The helicopters weigh about 2500 lbs. and are lifted by a 495 horsepower engine. The top speed is 140 MPH with usual operating speeds between 60 and 100 MPH. The fuel capacity allows operation for two hours and 20 minutes, but they are rarely kept up more than two hours at a time. Since the helicopters are usually kept at Deer Valley Airport, they often have trouble going through Sky Harbor's airspace when responding to calls in southern Phoenix. They don't go below 300 feet unless it's an emergency. The helicopter normally has a crew of two--the pilot and the searchlight and scanner operator. The helicopter itself has no armament, but both crew members always carry sidearms.

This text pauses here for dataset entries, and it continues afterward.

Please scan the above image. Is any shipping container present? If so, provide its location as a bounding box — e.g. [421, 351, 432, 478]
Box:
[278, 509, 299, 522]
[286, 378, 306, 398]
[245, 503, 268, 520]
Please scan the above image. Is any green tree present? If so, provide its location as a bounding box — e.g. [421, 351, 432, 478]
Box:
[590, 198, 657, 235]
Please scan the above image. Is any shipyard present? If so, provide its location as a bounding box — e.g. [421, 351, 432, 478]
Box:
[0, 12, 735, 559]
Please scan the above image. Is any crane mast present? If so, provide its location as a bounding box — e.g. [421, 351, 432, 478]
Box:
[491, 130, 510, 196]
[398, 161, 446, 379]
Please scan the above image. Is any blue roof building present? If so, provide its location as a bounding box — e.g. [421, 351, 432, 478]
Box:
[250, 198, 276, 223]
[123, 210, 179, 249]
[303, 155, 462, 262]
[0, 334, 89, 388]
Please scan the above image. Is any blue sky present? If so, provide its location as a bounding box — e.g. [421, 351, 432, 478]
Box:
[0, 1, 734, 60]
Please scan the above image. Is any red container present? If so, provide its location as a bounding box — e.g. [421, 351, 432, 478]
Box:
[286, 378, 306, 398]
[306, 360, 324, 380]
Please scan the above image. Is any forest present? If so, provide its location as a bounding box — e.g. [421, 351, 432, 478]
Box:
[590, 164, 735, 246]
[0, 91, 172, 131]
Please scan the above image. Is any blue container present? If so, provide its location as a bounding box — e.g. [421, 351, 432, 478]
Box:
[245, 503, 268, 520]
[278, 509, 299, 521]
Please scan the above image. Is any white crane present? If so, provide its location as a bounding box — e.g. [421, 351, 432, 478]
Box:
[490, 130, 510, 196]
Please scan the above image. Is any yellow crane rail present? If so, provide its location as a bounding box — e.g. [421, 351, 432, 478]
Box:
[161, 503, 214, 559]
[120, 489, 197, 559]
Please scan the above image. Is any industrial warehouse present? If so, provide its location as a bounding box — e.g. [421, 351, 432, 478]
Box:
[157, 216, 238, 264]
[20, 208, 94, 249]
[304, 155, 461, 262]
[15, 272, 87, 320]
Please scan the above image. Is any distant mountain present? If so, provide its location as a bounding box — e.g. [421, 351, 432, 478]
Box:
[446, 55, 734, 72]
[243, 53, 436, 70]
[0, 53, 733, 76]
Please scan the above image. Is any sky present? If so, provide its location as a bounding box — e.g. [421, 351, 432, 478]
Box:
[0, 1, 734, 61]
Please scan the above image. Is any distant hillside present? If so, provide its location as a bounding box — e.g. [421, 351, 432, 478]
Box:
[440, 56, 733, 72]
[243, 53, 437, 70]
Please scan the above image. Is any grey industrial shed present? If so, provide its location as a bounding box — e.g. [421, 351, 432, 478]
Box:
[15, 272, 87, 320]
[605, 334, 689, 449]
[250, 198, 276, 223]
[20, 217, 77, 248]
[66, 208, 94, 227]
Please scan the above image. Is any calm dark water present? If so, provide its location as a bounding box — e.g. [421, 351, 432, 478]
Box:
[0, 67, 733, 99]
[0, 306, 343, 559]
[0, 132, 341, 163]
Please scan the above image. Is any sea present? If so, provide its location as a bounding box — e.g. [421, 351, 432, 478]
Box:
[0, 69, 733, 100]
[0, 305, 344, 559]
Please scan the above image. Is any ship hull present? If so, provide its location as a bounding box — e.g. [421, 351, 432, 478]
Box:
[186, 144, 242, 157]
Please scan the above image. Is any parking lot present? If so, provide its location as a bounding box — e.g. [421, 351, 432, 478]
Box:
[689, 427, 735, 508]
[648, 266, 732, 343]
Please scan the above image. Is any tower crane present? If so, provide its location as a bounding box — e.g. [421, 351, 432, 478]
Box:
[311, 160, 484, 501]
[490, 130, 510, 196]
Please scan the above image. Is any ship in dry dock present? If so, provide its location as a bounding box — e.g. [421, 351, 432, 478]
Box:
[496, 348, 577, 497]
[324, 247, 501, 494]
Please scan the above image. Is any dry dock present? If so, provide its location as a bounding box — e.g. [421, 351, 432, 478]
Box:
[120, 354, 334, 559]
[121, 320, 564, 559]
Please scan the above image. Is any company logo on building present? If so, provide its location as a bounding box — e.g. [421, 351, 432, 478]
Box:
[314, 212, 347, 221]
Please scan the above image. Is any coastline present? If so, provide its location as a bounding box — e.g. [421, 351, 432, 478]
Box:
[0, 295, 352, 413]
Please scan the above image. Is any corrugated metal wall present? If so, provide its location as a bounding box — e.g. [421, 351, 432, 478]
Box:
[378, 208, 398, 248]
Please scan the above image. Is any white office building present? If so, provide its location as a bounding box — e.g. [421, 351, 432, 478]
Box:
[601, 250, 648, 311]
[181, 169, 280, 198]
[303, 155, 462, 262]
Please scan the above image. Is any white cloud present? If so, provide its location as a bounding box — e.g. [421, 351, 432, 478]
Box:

These helicopters are unusual in that they have no tail rotors. They have a ducted fan design that provides the counter-torquethat would normally be provided by a tail rotor. The advantages of this, the seargeant said, were that they were much quieter than conventional helicopters and could sneak up on suspects and that they could land in cramped areas without the risk of damaging a tail rotor. The disadvantage was diminished horsepower and poorer fuel economy and performance than a conventional helicopter.
They do not perform well in windy weather and normally are not flown during dust storms. The sergeant also said that rain will corrode the rotors so that they avoid flying in rain also. There are eight helicopters, varying in age from brand new to ten years old. They are retired after about ten years of service. Brand new and with all equipment, they cost $1.5 million dollars.